Green homes revolution could create 138,000 new jobs and inject £9.8bn into economy, report finds

Findings from a new report highlight the huge economic and social benefits that could be created by decarbonising the UK's housing


A properly funded, ambitious programme to insulate homes and swap gas boilers for low-carbon heating sources, such as heat pumps, could deliver huge economic and social benefits, a new report published today by Greenpeace UK has found [1].

Up to 138,600 new jobs could be created and the economy boosted by £9.8bn by 2030 if the government was to deliver a strategy for decarbonising homes that significantly increased the deployment of heat pumps and energy efficiency measures, with grants to cover the costs.

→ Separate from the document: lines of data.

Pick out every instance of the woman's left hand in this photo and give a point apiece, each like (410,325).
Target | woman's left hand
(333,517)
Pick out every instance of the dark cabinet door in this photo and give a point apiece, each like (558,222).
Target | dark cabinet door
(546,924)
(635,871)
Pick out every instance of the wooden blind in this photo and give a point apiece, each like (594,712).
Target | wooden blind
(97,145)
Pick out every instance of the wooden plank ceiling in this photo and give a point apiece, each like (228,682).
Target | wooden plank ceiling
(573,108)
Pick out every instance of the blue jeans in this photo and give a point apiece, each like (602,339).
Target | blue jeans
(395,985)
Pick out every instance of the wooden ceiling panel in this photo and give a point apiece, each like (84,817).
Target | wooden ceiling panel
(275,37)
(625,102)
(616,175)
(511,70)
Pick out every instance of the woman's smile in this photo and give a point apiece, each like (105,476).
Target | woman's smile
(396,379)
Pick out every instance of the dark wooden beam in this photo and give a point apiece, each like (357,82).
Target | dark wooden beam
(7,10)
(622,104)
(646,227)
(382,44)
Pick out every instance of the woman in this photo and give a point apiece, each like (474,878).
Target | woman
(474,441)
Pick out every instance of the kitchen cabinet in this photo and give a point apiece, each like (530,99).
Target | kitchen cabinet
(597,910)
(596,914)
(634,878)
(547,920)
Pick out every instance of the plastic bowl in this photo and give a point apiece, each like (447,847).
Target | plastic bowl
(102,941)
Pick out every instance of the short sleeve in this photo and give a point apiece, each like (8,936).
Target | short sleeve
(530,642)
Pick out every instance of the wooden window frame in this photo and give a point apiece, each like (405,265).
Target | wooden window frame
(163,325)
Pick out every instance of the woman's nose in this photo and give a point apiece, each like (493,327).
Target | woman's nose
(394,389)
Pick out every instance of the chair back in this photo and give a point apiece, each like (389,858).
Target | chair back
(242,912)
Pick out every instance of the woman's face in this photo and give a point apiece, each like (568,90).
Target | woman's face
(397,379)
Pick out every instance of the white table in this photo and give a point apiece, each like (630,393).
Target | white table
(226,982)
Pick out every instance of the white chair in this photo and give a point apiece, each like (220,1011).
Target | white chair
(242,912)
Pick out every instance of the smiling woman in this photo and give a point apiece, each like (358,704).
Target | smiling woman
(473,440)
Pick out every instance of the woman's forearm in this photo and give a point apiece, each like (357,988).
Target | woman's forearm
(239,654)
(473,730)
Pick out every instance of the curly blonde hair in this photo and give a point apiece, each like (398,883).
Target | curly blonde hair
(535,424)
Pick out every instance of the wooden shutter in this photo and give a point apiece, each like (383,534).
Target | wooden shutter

These findings come ahead of the publication of the government’s Heat and Buildings Strategy and Spending Review, which are expected to set out plans for decarbonising homes and buildings, and the finances made available to do it next month.

The report and analysis – which was produced by Cambridge Econometrics on behalf of Greenpeace UK – used macroeconomic modelling to assess the impact of three housing decarbonisation scenarios. The central scenario, taken from the Climate Change Committee’s (CCC) central pathway for delivering net zero, aims to install just over one million heat pumps per year by 2030 and upgrade all buildings to EPC C standards within the next 10-15 years [2].

The other two scenarios were also based on the CCC’s pathway but one used the government’s current, less ambitious plans to install just 600,000 heat pumps per year by 2028 [3]. The other had the cost of heat pump installations rapidly falling to £5,500 in line with industry estimates [4].

The analysis found that all three scenarios would provide a significant boost to the economy, both in terms of job creation and GDP. However, the greatest benefits would come from the more ambitious rollout of low-carbon heating technologies and energy efficiency.

The modelling showed the government’s current, less ambitious plans would add £3.9bn to the economy and provide 71,500 new jobs by 2030, whereas the scenario based on the CCC’s pathway, which sees significantly more heat pumps installed, would inject £4.8bn into the economy and create 84,700 new jobs by the same year. The scenario in which heat pump installation costs are lower would boost the economy by £5bn but create slightly fewer new jobs at 83,400 by 2030.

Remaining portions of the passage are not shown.